Un team internazionale guidato dal ricercatore Emanuele Nardini dell'Osservatorio Astrofisico di Arcetri (INAF) e dalla professoressa Elisabeta Lusso dell'Universita' di Firenze si è aggiudicato il più grande programma di osservazione assegnato quest'anno dal telescopio spaziale XMM-Newton dell’Agenzia Spaziale Europea (ESA). Con un totale di 325 ore di tempo osservativo — l’equivalente di quasi due settimane — il progetto studierà 18 quasar estremamente luminosi a redshift z~4, la cui radiazione è stata cioè emessa oltre 12 miliardi di anni fa, in un'epoca in cui l'Universo aveva solo un decimo della sua età attuale. Questi oggetti, alimentati da buchi neri supermassicci che accrescono materia dall'ambiente circostante, fungono da veri e propri "fari" cosmici, permettendo ai ricercatori di studiare le proprietà fisiche della materia e l'evoluzione delle strutture galattiche nelle prime fasi della storia cosmica dell'Universo.
Il principale obiettivo scientifico del programma consiste nell'utilizzo dei quasar per mappare l'espansione dell'Universo. Attraverso lo studio della relazione tra la loro emissione nei raggi X e nell'ultravioletto, il team mira ad estendere indietro nel tempo il cosiddetto "diagramma di Hubble". I risultati ottenuti in precedenza su quasar leggermente più vicini (a redshift z~3, sempre nell'ambito di un vasto progetto a guida Unifi (https://www.unifimagazine.it/espansione-delluniverso-piu-vicini-al-big-bang-grazie-ai-quasar/)] hanno suggerito possibili discrepanze rispetto al modello cosmologico standard (ΛCDM). Questa nuova e vasta campagna osservativa permetterà di verificare se tali deviazioni persistono anche a redshift più elevati, aprendo potenzialmente la strada a nuova fisica per spiegare l'energia oscura e la velocità con cui l'Universo si espande.
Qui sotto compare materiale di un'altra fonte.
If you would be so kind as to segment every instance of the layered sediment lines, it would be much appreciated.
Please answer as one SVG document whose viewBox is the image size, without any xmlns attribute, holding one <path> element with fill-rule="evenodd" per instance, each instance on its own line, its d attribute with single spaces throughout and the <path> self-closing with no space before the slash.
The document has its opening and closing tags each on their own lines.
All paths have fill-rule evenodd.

Oltre alle implicazioni cosmologiche, i ricercatori studieranno anche come i buchi neri supermassicci catturano la materia circostante (accrescimento) in condizioni estreme. Inoltre, la sensibilità delle osservazioni permetterà di identificare anche quasar con emissione nei raggi X anomala o soppressa, una popolazione elusiva che potrebbe rappresentare una fase cruciale, ma ancora poco compresa, dell'evoluzione di questi oggetti. Questo progetto ambizioso consolida i successi raggiunti negli anni scorsi e promette di ridefinire la nostra comprensione dei motori più potenti del cosmo.